The analysis revealed the undocumented richness of genetics in Africa in one bold headline: three million unique genetic variants, letters along DNA’s thread that had never been seen where they were being seen; each one found, named and recorded. Only more interesting was the small size of the volunteer group they studied. The team had analysed just over 400 people from 13 countries, covering 50 ethnolinguistic groups – Africa is not only the most genetically diverse continent, it also hosts the highest number of languages spoken on earth.
“Three million is a lot,” Mulder said when asked about what that number meant to her as a bioinformaticist, the type of specialist who deals with large datasets. “We never hit a plateau, we just keep finding novel variants. These are variants that have never been seen, but some populations are walking around with many people having it. The number is quite significant.”
Within the data, more links. Some of the unique variants revealed evidence of the pressures that diseases have exerted on populations since the dawn of the species. Others indicated tendencies towards decreased mortality for certain infectious diseases like flu. There were dozens of genetic locations that were undergoing “strong selection”, areas that are still actively evolving today. A wider look at the dataset showed the history of migration between populations, revealing evidence of movements and geographical stopovers that were lost to archaeology, but etched into the genome.

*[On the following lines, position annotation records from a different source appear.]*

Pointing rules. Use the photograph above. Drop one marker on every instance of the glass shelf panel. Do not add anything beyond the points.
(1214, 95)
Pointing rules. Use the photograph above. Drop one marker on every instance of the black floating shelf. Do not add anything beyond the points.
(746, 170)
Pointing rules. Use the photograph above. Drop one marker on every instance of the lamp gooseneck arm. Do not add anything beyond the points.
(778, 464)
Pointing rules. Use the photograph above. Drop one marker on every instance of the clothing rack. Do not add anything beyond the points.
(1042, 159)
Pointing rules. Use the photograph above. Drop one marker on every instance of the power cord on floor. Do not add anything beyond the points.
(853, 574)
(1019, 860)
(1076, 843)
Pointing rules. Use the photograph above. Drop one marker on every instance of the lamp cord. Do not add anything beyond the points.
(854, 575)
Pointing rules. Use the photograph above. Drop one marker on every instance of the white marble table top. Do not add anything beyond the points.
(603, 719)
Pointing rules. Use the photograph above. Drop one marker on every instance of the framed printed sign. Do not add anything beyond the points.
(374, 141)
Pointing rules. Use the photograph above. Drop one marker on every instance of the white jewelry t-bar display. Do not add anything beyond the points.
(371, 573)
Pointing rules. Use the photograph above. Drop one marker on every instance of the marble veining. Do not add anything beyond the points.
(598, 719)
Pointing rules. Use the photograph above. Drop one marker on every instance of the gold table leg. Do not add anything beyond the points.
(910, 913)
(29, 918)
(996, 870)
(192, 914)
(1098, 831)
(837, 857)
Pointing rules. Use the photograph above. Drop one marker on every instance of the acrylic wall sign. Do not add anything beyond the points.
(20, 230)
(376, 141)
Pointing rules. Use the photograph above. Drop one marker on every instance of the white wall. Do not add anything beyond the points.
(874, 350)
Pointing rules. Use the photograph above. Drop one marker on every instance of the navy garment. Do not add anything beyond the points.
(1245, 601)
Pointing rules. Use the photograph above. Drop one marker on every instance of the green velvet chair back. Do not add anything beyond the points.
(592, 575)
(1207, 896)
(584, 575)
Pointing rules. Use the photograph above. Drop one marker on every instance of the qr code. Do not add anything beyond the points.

The study pointed to a wide horizon yet to be explored, and piqued the curiosity of institutions around the world.
Where to now? Some of the genomics hardware these researchers rely on was repurposed during the coronavirus pandemic to identify unique variants of COVID-19 as they appeared. In South Africa, Wonkam’s lab was working from home for several months before instituting an office-return schedule. Patient recruitment was delayed in Ghana but has begun again.
Now colleagues, funders and startup genomics companies are watching closely, designing the experiments they will embark on as the continent opens up again.